Poussé vers des sommets par l’élection de Donald Trump et la libéralisation attendue des cryptoactifs, le Bitcoin n’en finit pas d’étendre son champ d’utilisation, malgré les risques et les critiques.
Moribond à la même période en 2023 — aux alentours de 40 000 $ —, le Bitcoin a connu une progression exceptionnelle en deux temps sur l’année 2024 : une première envolée entre janvier et mars l’a conduit à près de 70 000 dollars, puis un sprint final lié à l’élection présidentielle américaine l’a propulsé au-delà du seuil symbolique de 100 000 dollars ! Mais l’évolution du cours du Bitcoin révèle avant tout l’extension de son domaine d’utilisation, tant au niveau des États, qui vont parfois jusqu’à en faire une monnaie officielle, que des ménages et institutions financières, voyant dans ce cryptoactif un placement à fort rendement.
Le Bitcoin, un cryptoactif volatil
Même si le Bitcoin, créé en 2009, semble ainsi avoir certaines caractéristiques d’un système de paiement, quoique non régulé par une Banque centrale, force est de constater qu’il n’est pas simple d’usage et plutôt lent. En effet, comment comparer aisément les prix des produits de la vie courante dans une telle unité ? Quant à sa très grande volatilité, qui fait certes les joies des spéculateurs en herbe ou aguerris, elle limite d’autant sa fonction de réserve de valeur. Les détenteurs de bitcoins qui en avaient acheté à la fin de l’année 2021, avant de voir fondre leur investissement de plus de moitié en quelques semaines, sont là pour en témoigner…

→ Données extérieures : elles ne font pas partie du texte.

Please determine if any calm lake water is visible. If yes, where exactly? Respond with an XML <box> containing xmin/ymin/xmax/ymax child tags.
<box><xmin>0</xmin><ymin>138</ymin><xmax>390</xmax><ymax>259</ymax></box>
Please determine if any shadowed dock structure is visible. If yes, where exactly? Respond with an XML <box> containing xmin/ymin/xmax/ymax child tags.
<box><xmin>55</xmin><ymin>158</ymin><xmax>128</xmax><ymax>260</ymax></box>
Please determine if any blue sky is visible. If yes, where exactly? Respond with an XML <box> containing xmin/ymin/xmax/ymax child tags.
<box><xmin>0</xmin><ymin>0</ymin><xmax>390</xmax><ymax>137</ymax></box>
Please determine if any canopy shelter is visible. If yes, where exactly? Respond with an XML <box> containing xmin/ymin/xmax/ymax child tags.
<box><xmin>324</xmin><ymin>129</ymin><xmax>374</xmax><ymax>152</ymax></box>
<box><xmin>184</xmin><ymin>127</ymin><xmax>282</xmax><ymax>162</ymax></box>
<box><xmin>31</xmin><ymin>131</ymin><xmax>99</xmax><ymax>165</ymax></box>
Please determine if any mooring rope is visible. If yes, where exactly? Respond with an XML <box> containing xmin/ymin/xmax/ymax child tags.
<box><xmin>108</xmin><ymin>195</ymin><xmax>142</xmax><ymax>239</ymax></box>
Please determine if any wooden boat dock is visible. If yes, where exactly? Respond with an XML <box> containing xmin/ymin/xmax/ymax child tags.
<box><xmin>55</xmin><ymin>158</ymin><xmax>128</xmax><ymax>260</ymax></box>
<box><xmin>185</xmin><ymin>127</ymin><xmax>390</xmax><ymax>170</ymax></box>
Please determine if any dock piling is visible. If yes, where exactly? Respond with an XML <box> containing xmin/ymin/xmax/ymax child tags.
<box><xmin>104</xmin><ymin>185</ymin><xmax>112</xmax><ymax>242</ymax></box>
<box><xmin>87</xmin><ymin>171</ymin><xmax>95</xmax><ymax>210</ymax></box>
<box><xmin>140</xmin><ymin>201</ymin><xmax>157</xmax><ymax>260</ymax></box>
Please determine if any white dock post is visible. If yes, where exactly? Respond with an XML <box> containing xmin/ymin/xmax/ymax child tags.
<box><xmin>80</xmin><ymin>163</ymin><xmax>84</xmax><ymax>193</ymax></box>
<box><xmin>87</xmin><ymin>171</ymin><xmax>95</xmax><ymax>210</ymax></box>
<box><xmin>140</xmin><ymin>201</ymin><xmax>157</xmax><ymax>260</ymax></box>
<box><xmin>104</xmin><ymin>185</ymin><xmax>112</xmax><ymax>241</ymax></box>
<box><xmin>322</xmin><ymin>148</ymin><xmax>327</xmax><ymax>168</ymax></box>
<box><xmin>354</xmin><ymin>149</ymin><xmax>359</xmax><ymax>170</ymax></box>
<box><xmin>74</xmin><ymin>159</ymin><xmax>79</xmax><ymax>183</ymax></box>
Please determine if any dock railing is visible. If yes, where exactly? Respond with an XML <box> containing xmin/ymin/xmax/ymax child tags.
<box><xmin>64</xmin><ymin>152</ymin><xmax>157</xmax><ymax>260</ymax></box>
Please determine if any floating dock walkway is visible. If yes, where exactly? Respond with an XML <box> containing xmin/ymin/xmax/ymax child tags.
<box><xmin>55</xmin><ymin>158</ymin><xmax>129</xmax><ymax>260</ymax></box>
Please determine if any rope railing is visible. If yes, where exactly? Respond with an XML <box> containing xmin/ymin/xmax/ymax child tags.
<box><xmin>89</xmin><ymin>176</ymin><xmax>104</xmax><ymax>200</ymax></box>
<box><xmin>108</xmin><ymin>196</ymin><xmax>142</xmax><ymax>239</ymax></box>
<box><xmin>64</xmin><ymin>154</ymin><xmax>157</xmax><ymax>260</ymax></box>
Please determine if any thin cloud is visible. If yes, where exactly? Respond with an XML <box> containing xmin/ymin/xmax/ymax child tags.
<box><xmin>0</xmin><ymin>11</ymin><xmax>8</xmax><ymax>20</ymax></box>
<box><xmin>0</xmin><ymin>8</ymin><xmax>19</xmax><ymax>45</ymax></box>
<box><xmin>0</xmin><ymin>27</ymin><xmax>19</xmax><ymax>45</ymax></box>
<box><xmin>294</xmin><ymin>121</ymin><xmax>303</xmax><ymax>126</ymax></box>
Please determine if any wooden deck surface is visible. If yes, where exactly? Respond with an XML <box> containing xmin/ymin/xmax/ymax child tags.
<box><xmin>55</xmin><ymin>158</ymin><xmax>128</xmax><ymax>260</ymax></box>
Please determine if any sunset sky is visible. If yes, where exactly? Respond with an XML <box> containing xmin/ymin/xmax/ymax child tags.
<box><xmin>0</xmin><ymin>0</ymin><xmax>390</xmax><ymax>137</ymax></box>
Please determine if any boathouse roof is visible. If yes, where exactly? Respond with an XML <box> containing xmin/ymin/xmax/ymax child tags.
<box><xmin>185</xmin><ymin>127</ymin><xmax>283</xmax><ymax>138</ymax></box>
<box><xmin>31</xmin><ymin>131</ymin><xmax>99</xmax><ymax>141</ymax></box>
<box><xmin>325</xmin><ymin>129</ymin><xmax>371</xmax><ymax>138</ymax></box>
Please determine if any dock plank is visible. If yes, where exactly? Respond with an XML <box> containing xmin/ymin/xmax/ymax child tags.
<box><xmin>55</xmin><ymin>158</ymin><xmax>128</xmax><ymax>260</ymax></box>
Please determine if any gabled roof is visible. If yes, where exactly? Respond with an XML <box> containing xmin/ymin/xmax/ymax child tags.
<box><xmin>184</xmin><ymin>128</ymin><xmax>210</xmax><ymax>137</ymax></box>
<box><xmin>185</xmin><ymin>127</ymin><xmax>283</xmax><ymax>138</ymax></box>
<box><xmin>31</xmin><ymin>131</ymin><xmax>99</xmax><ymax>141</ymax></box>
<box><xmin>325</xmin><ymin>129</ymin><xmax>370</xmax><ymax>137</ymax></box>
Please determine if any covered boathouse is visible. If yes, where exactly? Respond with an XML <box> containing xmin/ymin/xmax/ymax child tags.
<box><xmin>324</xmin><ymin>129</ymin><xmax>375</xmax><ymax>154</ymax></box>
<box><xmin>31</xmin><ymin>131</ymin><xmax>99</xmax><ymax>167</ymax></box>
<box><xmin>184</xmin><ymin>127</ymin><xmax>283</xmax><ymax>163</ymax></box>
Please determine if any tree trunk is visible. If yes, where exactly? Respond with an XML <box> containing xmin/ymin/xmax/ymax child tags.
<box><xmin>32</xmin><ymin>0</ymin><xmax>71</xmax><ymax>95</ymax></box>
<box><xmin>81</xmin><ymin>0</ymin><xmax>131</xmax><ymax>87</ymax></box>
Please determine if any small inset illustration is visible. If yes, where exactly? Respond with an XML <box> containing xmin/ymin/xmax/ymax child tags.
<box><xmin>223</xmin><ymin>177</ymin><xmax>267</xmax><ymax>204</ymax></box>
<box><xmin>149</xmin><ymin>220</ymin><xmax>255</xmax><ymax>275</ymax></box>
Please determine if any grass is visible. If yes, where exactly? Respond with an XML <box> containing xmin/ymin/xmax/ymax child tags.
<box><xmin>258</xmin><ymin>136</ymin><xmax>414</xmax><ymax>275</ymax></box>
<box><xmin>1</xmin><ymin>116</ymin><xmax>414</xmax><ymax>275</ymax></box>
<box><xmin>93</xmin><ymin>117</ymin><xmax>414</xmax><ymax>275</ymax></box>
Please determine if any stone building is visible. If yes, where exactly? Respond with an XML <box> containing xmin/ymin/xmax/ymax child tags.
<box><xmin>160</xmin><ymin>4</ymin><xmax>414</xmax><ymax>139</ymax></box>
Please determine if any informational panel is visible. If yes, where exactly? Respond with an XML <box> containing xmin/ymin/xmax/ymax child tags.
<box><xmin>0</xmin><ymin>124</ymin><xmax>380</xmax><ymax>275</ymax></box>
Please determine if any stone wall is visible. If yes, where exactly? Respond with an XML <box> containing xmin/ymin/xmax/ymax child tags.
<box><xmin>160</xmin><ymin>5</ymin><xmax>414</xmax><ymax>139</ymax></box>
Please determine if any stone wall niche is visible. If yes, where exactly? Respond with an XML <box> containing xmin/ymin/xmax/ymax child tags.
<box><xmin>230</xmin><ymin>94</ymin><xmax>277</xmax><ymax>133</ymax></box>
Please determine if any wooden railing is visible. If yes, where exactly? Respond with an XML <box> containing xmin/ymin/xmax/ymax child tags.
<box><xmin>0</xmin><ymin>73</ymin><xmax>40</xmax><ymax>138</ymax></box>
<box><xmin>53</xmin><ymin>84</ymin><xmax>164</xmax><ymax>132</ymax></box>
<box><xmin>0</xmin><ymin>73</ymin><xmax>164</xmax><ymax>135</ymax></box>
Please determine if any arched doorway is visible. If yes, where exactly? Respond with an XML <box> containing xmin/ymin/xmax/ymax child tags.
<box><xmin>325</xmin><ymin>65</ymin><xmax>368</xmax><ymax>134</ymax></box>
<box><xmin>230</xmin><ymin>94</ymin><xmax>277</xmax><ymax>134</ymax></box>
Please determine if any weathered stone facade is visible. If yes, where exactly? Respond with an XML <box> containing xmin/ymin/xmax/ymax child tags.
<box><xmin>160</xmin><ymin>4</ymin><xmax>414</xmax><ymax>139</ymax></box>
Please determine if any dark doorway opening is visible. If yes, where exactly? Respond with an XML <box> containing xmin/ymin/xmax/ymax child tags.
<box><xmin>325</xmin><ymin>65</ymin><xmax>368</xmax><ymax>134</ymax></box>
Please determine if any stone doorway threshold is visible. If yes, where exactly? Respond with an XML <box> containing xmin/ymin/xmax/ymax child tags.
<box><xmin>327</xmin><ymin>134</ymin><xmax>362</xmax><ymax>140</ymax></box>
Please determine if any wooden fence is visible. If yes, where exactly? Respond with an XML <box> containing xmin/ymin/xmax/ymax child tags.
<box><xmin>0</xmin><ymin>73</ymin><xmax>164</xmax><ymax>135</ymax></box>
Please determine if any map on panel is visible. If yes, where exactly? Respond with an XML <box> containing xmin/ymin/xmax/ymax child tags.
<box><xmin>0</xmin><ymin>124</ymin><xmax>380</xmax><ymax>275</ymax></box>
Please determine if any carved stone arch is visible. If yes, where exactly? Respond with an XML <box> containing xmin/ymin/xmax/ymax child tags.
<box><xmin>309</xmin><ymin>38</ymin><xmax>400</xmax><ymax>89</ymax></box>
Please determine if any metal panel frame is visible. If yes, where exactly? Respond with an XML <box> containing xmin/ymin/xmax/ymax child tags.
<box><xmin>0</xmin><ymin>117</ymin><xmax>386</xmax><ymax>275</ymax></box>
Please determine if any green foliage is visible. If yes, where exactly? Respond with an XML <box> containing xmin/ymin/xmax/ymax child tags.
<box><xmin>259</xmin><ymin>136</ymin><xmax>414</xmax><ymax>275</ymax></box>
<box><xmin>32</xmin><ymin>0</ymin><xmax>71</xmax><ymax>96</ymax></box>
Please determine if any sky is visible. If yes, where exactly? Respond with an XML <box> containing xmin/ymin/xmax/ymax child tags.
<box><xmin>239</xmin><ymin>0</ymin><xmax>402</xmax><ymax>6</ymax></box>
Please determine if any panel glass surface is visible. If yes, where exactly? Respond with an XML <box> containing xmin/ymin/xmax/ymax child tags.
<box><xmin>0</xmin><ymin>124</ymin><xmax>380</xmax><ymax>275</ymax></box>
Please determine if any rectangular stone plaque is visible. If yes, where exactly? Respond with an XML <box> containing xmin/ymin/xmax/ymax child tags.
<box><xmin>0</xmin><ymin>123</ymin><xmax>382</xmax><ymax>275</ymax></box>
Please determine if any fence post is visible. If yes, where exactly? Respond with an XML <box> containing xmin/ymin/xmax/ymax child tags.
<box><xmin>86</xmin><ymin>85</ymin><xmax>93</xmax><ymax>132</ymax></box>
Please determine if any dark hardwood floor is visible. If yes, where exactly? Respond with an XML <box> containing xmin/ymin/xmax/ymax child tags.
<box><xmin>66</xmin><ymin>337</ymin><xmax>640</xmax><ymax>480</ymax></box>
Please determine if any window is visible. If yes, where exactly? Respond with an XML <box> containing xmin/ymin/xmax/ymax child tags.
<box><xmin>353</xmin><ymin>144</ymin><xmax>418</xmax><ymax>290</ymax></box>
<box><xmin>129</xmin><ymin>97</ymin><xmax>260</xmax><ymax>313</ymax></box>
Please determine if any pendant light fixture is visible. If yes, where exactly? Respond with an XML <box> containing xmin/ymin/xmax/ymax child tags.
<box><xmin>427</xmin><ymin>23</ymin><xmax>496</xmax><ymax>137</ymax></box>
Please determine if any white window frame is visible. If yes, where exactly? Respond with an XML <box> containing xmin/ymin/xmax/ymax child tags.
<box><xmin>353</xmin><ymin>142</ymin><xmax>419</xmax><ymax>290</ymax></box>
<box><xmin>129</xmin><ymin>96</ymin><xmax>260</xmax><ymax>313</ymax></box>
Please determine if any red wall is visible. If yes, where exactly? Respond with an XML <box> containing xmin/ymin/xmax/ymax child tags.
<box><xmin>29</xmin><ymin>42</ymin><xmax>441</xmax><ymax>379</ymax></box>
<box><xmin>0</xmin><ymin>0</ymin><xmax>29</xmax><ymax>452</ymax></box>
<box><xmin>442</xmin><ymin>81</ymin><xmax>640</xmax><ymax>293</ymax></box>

Souhaitant apparemment éviter l’inflation par création monétaire, le créateur, Satoshi Nakamoto, a fixé un plafond d’émission à 21 millions d’unités. Comment, dans ces conditions, répondre à une augmentation soutenue de la demande, sachant que près de 95 % des bitcoins ont déjà été émis ? La seule solution pour l’heure consiste à diviser par deux le nombre de bitcoins créés tous les 210 000 blocs minés sur la blockchain, i.e. environ tous les quatre ans : c’est le fameux « halving », dont le dernier a eu lieu au mois d’avril dernier et qui produit, en général, des effets positifs sur le cours du Bitcoin, en amont ou en aval.
Ménages et investisseurs à l’assaut des cryptoactifs
Bref, qu’on le déplore ou non, le Bitcoin est un ovni numérique, très énergivore par ailleurs, qui s’apparente moins à une cryptomonnaie et davantage à un cryptoactif risqué pour lequel il n’existe aucune Bourse officielle susceptible de sécuriser les échanges et de s’assurer de l’identité des personnes effectuant une transaction. C’est précisément ce qui plaît aux spéculateurs qui peuvent ainsi facilement opérer sur plusieurs bourses d’échanges, pour tenter d’augmenter leurs gains.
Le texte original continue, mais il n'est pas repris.